IBC 2019 Reflections: Tata’s Brian Morris on giving valued exposure to lower-scale productions

Brian Morris, Tata Communications, vice president and general manager, global media & entertainment services

Sports that reside on the fringes of the production spectrum rarely get viewers from outside the venue. Nowadays, these niche sports can gain exposure and impact with viewers, via continuing efforts in remote home production.

At the SVG Europe Sport Production Summit in Amsterdam last month we sat down with Brian Morris, vice president and general manager of global media and entertainment services for Tata Communications, to discuss new trends in sports contribution and distribution as evidenced by the IBC show. We began by asking what’s new from Tata at the show?

Brian Morris: “The first thing is our low latency network. We have about the lowest latency network on the globe right now, and it’s interconnecting many sports properties around the world.

“We were doing maybe 500 events per year three years ago; now we’re doing just sub 6000 events a year right now.
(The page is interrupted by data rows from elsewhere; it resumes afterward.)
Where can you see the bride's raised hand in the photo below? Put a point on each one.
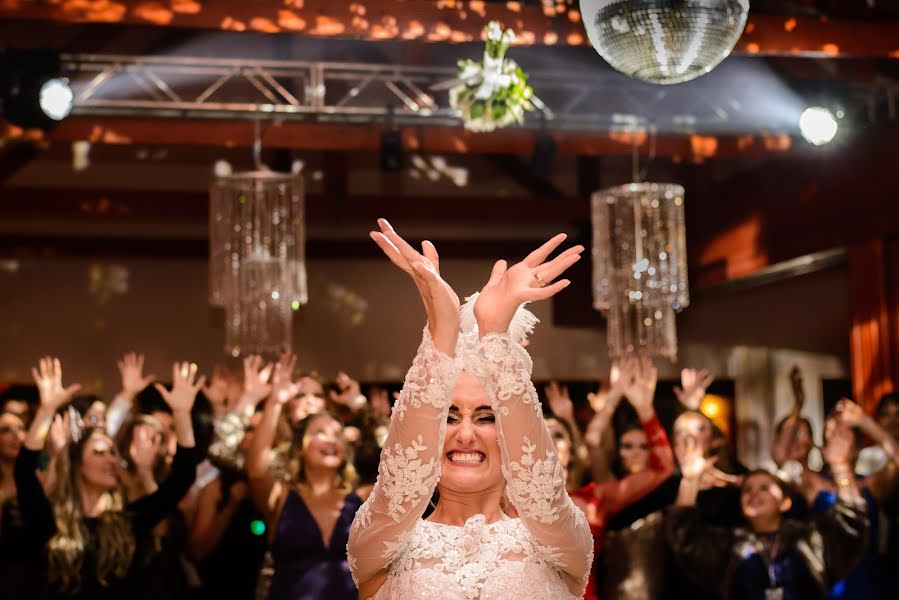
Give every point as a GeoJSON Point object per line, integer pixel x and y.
{"type": "Point", "coordinates": [440, 301]}
{"type": "Point", "coordinates": [530, 280]}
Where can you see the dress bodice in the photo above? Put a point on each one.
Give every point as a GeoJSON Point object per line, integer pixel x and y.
{"type": "Point", "coordinates": [305, 567]}
{"type": "Point", "coordinates": [478, 560]}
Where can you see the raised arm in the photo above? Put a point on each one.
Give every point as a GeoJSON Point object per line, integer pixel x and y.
{"type": "Point", "coordinates": [881, 482]}
{"type": "Point", "coordinates": [600, 438]}
{"type": "Point", "coordinates": [534, 476]}
{"type": "Point", "coordinates": [37, 513]}
{"type": "Point", "coordinates": [267, 492]}
{"type": "Point", "coordinates": [639, 381]}
{"type": "Point", "coordinates": [131, 370]}
{"type": "Point", "coordinates": [151, 509]}
{"type": "Point", "coordinates": [410, 461]}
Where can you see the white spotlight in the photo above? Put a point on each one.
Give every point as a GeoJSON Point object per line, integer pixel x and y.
{"type": "Point", "coordinates": [56, 98]}
{"type": "Point", "coordinates": [222, 168]}
{"type": "Point", "coordinates": [817, 125]}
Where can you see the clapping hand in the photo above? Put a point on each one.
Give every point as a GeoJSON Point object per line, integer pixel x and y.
{"type": "Point", "coordinates": [530, 280]}
{"type": "Point", "coordinates": [440, 301]}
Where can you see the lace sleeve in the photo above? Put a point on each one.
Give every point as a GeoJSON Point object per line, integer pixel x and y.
{"type": "Point", "coordinates": [534, 479]}
{"type": "Point", "coordinates": [409, 466]}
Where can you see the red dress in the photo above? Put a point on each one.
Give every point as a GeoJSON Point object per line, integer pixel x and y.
{"type": "Point", "coordinates": [606, 499]}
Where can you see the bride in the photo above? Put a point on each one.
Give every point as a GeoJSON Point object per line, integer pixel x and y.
{"type": "Point", "coordinates": [468, 423]}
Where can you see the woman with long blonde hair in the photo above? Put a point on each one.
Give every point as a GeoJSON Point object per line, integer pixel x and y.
{"type": "Point", "coordinates": [308, 513]}
{"type": "Point", "coordinates": [87, 537]}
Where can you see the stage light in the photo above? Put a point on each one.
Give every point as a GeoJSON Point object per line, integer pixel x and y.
{"type": "Point", "coordinates": [56, 98]}
{"type": "Point", "coordinates": [33, 90]}
{"type": "Point", "coordinates": [818, 125]}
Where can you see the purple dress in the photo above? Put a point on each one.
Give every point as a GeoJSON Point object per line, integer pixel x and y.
{"type": "Point", "coordinates": [306, 569]}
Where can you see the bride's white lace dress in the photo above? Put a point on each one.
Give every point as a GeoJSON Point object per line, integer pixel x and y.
{"type": "Point", "coordinates": [543, 554]}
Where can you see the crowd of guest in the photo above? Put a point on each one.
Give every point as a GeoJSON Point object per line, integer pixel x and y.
{"type": "Point", "coordinates": [245, 485]}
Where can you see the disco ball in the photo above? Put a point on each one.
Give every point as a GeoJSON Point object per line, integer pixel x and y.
{"type": "Point", "coordinates": [664, 41]}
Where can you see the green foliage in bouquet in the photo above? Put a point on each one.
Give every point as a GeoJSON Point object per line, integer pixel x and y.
{"type": "Point", "coordinates": [492, 93]}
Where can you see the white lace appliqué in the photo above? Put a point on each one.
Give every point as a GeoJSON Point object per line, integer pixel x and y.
{"type": "Point", "coordinates": [535, 485]}
{"type": "Point", "coordinates": [477, 560]}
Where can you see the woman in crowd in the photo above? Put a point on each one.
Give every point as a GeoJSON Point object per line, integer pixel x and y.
{"type": "Point", "coordinates": [468, 424]}
{"type": "Point", "coordinates": [644, 462]}
{"type": "Point", "coordinates": [228, 538]}
{"type": "Point", "coordinates": [309, 516]}
{"type": "Point", "coordinates": [771, 557]}
{"type": "Point", "coordinates": [87, 538]}
{"type": "Point", "coordinates": [13, 563]}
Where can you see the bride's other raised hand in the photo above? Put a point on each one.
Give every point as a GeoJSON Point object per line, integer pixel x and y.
{"type": "Point", "coordinates": [440, 301]}
{"type": "Point", "coordinates": [532, 279]}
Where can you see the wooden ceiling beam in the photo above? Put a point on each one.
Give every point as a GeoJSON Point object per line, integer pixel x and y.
{"type": "Point", "coordinates": [447, 21]}
{"type": "Point", "coordinates": [438, 140]}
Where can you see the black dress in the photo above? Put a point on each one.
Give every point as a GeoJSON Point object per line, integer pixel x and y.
{"type": "Point", "coordinates": [143, 514]}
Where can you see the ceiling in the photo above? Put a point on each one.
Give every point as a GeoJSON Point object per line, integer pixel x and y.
{"type": "Point", "coordinates": [757, 194]}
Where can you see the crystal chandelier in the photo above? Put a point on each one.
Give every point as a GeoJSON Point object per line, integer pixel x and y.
{"type": "Point", "coordinates": [257, 263]}
{"type": "Point", "coordinates": [664, 41]}
{"type": "Point", "coordinates": [640, 266]}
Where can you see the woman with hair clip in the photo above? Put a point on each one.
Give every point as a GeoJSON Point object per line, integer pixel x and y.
{"type": "Point", "coordinates": [84, 532]}
{"type": "Point", "coordinates": [769, 557]}
{"type": "Point", "coordinates": [468, 423]}
{"type": "Point", "coordinates": [308, 517]}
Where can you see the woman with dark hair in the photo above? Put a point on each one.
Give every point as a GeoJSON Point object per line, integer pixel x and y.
{"type": "Point", "coordinates": [640, 466]}
{"type": "Point", "coordinates": [228, 539]}
{"type": "Point", "coordinates": [469, 424]}
{"type": "Point", "coordinates": [771, 556]}
{"type": "Point", "coordinates": [89, 538]}
{"type": "Point", "coordinates": [13, 565]}
{"type": "Point", "coordinates": [308, 517]}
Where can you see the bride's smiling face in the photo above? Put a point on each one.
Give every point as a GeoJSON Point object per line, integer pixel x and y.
{"type": "Point", "coordinates": [471, 456]}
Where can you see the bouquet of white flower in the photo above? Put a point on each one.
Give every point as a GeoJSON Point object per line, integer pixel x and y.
{"type": "Point", "coordinates": [492, 93]}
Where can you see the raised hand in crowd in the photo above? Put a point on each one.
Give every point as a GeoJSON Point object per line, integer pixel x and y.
{"type": "Point", "coordinates": [559, 401]}
{"type": "Point", "coordinates": [348, 393]}
{"type": "Point", "coordinates": [133, 380]}
{"type": "Point", "coordinates": [53, 396]}
{"type": "Point", "coordinates": [256, 386]}
{"type": "Point", "coordinates": [180, 399]}
{"type": "Point", "coordinates": [600, 444]}
{"type": "Point", "coordinates": [696, 469]}
{"type": "Point", "coordinates": [131, 370]}
{"type": "Point", "coordinates": [144, 451]}
{"type": "Point", "coordinates": [853, 415]}
{"type": "Point", "coordinates": [216, 390]}
{"type": "Point", "coordinates": [638, 383]}
{"type": "Point", "coordinates": [693, 386]}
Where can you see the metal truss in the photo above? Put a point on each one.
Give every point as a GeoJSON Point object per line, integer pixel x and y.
{"type": "Point", "coordinates": [593, 101]}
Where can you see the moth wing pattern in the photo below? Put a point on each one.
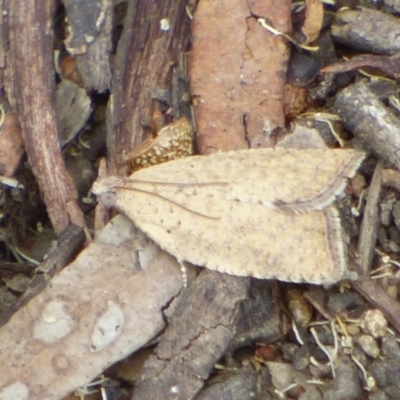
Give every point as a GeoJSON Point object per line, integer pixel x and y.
{"type": "Point", "coordinates": [241, 238]}
{"type": "Point", "coordinates": [298, 180]}
{"type": "Point", "coordinates": [265, 213]}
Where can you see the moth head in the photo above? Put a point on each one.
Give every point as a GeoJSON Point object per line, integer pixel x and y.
{"type": "Point", "coordinates": [104, 189]}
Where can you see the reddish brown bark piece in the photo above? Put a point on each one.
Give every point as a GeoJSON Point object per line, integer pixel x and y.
{"type": "Point", "coordinates": [238, 73]}
{"type": "Point", "coordinates": [31, 87]}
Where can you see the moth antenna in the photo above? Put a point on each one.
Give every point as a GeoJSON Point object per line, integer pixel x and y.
{"type": "Point", "coordinates": [128, 180]}
{"type": "Point", "coordinates": [168, 200]}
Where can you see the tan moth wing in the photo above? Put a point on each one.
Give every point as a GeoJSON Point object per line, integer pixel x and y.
{"type": "Point", "coordinates": [243, 239]}
{"type": "Point", "coordinates": [220, 211]}
{"type": "Point", "coordinates": [297, 180]}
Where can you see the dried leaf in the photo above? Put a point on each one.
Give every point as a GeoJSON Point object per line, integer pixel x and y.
{"type": "Point", "coordinates": [264, 213]}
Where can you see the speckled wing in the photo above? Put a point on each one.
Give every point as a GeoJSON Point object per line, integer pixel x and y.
{"type": "Point", "coordinates": [241, 238]}
{"type": "Point", "coordinates": [233, 212]}
{"type": "Point", "coordinates": [296, 180]}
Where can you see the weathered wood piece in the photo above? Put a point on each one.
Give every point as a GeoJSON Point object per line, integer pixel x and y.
{"type": "Point", "coordinates": [31, 88]}
{"type": "Point", "coordinates": [96, 311]}
{"type": "Point", "coordinates": [89, 38]}
{"type": "Point", "coordinates": [191, 345]}
{"type": "Point", "coordinates": [154, 35]}
{"type": "Point", "coordinates": [373, 124]}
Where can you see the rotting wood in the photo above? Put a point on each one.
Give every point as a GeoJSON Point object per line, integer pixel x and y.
{"type": "Point", "coordinates": [89, 39]}
{"type": "Point", "coordinates": [373, 124]}
{"type": "Point", "coordinates": [69, 242]}
{"type": "Point", "coordinates": [370, 221]}
{"type": "Point", "coordinates": [31, 88]}
{"type": "Point", "coordinates": [201, 328]}
{"type": "Point", "coordinates": [145, 57]}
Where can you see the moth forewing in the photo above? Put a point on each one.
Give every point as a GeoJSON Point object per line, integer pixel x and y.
{"type": "Point", "coordinates": [301, 179]}
{"type": "Point", "coordinates": [245, 240]}
{"type": "Point", "coordinates": [232, 212]}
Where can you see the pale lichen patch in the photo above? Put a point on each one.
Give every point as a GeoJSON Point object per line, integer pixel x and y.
{"type": "Point", "coordinates": [15, 391]}
{"type": "Point", "coordinates": [108, 327]}
{"type": "Point", "coordinates": [54, 323]}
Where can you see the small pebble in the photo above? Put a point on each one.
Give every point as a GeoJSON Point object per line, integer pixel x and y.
{"type": "Point", "coordinates": [346, 386]}
{"type": "Point", "coordinates": [369, 345]}
{"type": "Point", "coordinates": [374, 323]}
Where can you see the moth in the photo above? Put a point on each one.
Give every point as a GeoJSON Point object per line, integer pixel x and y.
{"type": "Point", "coordinates": [265, 213]}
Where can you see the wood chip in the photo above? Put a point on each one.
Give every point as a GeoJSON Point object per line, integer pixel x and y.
{"type": "Point", "coordinates": [264, 213]}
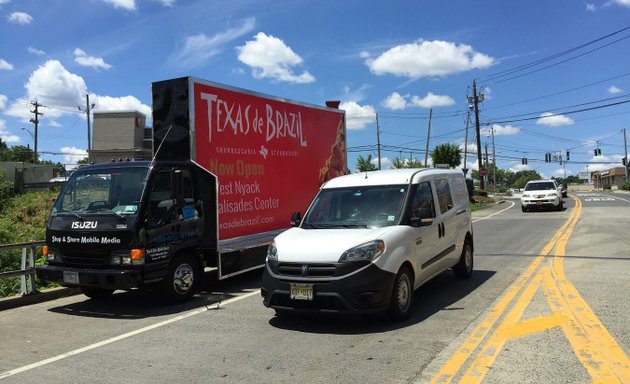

So it’s growing and it’s enhancing the capabilities of the sports industry.

“The other important thing we’re bringing along is remote production. We’ve got remote production instances in place throughout India, Europe and North America now.

“Some of the big ones we can point out are the Cricket World Cup that took place in the UK this summer, across about 40 days. All of that content was picked up in London and brought to Mumbai, and all the post production work was done in Mumbai.

“No people were sent to the events; all of it was done remotely. It helps efficiency, it helps cost and, believe it or not, it even helps quality.

“We’re doing the same thing with MotoGP: they’re bringing I would say 30-40% of the work that used to be done on the track back to their hub in Barcelona, over that same low latency network.

“You can look at ESL leagues in North America: we’re doing almost 1,000 events that really couldn’t be done cost-effectively in the past. But with remote production the cost of actually creating that content comes down dramatically.

“The other thing that we’re also bringing in is production-type capabilities in the cloud – the ability to edit, create short vignettes, the ability to post content in a cloud-based environment from your hotel room or your office, or from anywhere.”

What about growth trends in live sports production, especially in Europe. What are you seeing in the marketplace at the moment?

“The thing I’d like to mention that is very different to two or three years ago is the ability to do remote production. This is helping the big guys bring their cost down.

“It’s also helping the people who couldn’t afford to do their content to be able to do it in a cost-effective manner and get that content out to viewers. We have multiple properties we’re working with right now where the business model in the past would not have been cost-effective.

“We’ve seen about 11x growth in our sports properties over the past three years. It’s growing quite dramatically. The ability to do remote production over low latency networks is actually helping to increase the size of the sports market.

“For us, IBC is an aggregation point. We get to see existing customers – I’d like to call them friends – and we get to see new customers. We have an environment where we can show our wares – what our networks do, low latency, OTT environments, and the remote production tools are high on the priority list this year,” said Morris.